古代より稲の実りの時期に雷が多いので、稲妻(稲光)が稲を実らせるという言い伝えがあります。
その関係性は、科学的には明瞭には示されていません。
一般に雷活動が活発な時は、気温が高く一時的に多量な恵みの雨を降らせます。
そのことは植物の生育によいので、稲の実りがよくなる原因と指摘している人がいます。
別の意見として、雷による窒素酸化物の生成が食物の栄養に貢献しているという考えがあります。
(『雷の疑問56』鴨川仁・吉田智・森本建志 成山堂書店 2021年)
 生物の育成には、窒素、リン、カリウムが必要とされます。
窒素は、アミノ酸、RNA、DNAなどに含まれるわけですから生命にとって欠かせないものです。
一方、安定な分子である窒素分子については、大気の約8割を占めるぐらいに存在していますが、気体の窒素分子のままでは植物は取り込めません。
窒素原子を含む硝酸イオンやアンモニウムイオンのような化学反応がしやすい形に変わる必要(窒素固定と呼びます)があります。
(ただし、ごく一部の細菌だけは窒素分子をアンモニアに変換する働きを持ちます。)
一方、雷は高エネルギーゆえに窒素分子を窒素酸化物にすることができます(Q16)。
これらが雨水に溶けるなどして窒素固定がなされ、植物の栄養素になります(図55-1 窒素循環<省略、以下同>)。
前近代での農業は、生物的(ごく一部の細菌)および落雷による窒素固定が唯一の方法だったために農業生産量には限界がありました。

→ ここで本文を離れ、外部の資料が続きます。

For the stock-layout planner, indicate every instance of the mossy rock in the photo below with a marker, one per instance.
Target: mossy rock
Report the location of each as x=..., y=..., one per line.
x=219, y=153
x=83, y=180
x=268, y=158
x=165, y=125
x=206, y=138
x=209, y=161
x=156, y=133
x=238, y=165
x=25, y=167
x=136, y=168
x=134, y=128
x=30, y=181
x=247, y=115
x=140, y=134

その後の人口増によって、農業生産効率を上げる必要が高まったところ、天然の肥料であるチリ硝石(硝酸塩鉱物の一種)が発見され、広く利用されました。
チリ硝石の資源枯渇が危惧されましたが、工業的に1900年代初頭に窒素分子を取り込み、水素と結合させアンモニアを作る方法が見つかり、効率よく肥料が造れるようになりました。
 以上の背景からかつては、雷による窒素固定の効果も無視できなかったと考えられます。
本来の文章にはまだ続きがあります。